E-commerce platform Shopify detected a security incident affecting less than 200 merchants. In an official statement released on its website, the company identified “two rogue members of [its] support team.”
According to the statement, the two offending insiders were operating a scheme that involves acquiring customer transaction records from affected merchants.
The perpetrators have customer information such as contact details, name, address, and order info. No payment credentials were involved in the scheme. Upon learning of this incident, the company promptly removed their access to such data.
Infosecurity Magazine spoke with security expert Lisa Forte from Red Goat Cyber Security LLP to know the potential damage of the incident on Shopify. Forte noted that it is known to be dangerous as they have authorized access to data, compared to external parties.
The platform has also conducted an investigation of its impact and reported the illegal activity to the appropriate authorities including the Federal Bureau of Investigation and other global agencies.
Regarding concerns of the data being used illegally, Shopify said that it “[does] not have evidence of the data being utilized.”
Shopify has been communicating with merchants who have been confirmed to be affected. Nevertheless, the firm is still assessing the extent of the incident and will be sending updates to affected users.
While Forte noted that such incidents are rare, they are “hugely damaging from a reputational standpoint” more than other types of attacks. The expert praised Shopify for its immediate and transparent action.
In an attempt to understand the motivation of the attackers, Forte said that the attackers could fall under one of three classifications namely fraud, sabotage, and theft. They also tend to work with a colleague. In Shopify’s case, the two customer support staff were working together.

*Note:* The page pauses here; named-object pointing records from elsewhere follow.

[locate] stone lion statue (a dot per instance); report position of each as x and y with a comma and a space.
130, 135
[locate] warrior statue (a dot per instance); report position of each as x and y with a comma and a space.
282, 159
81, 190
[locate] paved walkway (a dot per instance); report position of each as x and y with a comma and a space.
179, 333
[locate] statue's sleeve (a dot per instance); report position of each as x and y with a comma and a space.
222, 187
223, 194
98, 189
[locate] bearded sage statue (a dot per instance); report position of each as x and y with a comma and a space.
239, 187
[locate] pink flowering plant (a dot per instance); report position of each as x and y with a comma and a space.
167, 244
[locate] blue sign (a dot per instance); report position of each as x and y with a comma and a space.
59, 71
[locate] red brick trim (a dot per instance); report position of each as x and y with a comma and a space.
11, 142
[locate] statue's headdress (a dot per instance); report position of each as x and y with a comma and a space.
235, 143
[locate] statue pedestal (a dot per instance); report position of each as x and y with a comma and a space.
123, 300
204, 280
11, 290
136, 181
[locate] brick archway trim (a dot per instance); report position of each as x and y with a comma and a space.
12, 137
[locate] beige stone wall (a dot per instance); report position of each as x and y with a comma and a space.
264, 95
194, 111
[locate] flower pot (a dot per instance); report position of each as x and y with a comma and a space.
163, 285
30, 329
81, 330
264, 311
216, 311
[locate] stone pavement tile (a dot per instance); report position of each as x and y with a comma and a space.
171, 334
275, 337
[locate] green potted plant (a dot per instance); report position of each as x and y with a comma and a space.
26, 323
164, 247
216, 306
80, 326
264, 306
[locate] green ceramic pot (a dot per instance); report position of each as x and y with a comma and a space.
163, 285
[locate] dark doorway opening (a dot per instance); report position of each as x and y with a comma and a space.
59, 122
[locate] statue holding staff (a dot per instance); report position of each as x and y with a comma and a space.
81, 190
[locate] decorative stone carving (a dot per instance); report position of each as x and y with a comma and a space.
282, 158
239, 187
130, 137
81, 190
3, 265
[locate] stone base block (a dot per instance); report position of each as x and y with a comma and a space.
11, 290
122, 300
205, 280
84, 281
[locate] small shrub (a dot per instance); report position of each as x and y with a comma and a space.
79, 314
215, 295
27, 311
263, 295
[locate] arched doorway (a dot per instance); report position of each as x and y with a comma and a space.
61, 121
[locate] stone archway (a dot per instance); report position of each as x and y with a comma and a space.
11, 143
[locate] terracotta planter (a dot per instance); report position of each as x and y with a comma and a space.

The company clarified that the incident “was not the result of a technical vulnerability” in its platform. It also assured users that it has “zero tolerance for platform abuse and will take action to preserve the confidence of [its] community and the integrity of [its] product.”
It also expressed its dedication to protecting its platforms, merchants, and customers. Regarding the platform’s action, BH Consulting CEO Brian Honan praised Shopify in light of its ability to identify the breach. It also deserves credit for its actions and transparency.
Shopify is only one of a number of companies that suffered from insider threats.